WASHINGTON – Space junk has made such a mess of Earth’s orbit that experts say we may need to finally think about cleaning it up.

That may mean vacuuming up debris with weird space technology — cosmic versions of nets, magnets and giant umbrellas, according to the chairman of an expert panel that issued a new report on the problem Thursday.

There are 22,000 objects in orbit that are big enough for officials on the ground to track and countless more smaller ones that could damage human-carrying spaceships and valuable satellites. The International Space Station has to move out of the way of debris from time to time.

“We’ve lost control of the environment,” said retired NASA senior scientist Donald Kessler, who headed the National Academy of Sciences report.

Since the space age began 54 years ago, civilization has littered the area just above Earth’s atmosphere with leftover boosters and other parts that come off during launches, as well as old satellites.

When scientists noticed that this could be a problem, they came up with agreements to limit new space junk.
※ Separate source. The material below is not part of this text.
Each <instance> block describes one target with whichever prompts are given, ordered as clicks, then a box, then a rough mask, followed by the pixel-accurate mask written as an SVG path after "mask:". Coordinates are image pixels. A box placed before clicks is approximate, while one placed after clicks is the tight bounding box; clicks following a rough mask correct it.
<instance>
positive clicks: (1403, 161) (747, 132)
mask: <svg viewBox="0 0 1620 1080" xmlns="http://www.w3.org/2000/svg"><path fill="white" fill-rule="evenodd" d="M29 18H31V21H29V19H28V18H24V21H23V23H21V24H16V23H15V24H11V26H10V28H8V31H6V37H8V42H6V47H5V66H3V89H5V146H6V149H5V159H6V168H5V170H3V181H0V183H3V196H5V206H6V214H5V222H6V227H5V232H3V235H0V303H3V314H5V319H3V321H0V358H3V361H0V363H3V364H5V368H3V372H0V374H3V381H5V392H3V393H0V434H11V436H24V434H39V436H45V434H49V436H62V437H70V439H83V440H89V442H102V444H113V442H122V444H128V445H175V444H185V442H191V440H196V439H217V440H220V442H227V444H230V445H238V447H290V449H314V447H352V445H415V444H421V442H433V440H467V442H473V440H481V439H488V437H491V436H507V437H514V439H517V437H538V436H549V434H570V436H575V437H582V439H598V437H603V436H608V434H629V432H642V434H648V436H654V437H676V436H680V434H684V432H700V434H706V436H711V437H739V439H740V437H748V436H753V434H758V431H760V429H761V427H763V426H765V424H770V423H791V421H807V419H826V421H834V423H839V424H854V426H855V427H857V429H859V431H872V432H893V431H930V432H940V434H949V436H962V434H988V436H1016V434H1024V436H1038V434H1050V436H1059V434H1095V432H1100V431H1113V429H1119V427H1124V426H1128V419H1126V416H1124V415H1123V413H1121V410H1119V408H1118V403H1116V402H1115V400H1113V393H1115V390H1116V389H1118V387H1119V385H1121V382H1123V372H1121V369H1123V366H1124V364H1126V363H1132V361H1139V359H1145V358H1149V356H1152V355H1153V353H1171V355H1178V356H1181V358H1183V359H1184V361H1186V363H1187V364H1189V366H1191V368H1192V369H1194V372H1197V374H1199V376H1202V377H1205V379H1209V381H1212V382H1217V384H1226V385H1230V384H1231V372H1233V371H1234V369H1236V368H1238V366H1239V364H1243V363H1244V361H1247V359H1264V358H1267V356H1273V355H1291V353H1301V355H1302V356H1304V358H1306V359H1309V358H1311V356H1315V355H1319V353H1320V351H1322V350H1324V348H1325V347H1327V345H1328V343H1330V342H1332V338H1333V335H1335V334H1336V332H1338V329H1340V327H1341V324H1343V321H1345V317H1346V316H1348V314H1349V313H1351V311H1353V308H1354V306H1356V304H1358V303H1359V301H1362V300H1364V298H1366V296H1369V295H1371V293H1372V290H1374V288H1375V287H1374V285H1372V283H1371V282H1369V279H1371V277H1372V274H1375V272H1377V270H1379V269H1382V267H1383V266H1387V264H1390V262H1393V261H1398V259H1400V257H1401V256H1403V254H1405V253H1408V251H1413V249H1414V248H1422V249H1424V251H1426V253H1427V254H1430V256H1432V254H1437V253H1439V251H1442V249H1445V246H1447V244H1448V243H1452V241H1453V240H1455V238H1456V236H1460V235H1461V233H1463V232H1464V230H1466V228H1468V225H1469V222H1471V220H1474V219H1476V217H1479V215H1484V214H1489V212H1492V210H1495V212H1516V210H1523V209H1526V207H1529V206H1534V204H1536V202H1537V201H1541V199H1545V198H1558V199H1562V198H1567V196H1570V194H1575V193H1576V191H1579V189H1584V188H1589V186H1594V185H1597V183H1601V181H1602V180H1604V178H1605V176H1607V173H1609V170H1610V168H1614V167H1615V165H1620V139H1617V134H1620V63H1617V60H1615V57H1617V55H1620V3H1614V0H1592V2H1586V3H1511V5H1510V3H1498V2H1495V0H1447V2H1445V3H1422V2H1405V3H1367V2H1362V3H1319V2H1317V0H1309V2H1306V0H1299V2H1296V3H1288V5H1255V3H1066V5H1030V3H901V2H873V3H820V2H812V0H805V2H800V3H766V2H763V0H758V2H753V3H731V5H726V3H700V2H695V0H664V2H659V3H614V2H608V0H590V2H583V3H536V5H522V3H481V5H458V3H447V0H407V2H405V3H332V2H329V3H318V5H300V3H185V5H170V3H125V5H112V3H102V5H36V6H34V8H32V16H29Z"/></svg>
Those are intended to make sure what is sent into orbit eventually falls back to Earth and burns up.

But two events in the past four years — a 2007 Chinese anti-satellite weapon test and a 2009 crash-in-orbit of two satellites — put so much new junk in space that everything changed, the report said. The widely criticized Chinese test used a missile to smash an aging weather satellite into 150,000 pieces of debris larger than four-tenths of an inch and 3,118 pieces can be tracked by radar on the ground, the report said.

“Those two single events doubled the amount of fragments in Earth orbit and completely wiped out what we had done in the last 25 years,” Kessler said.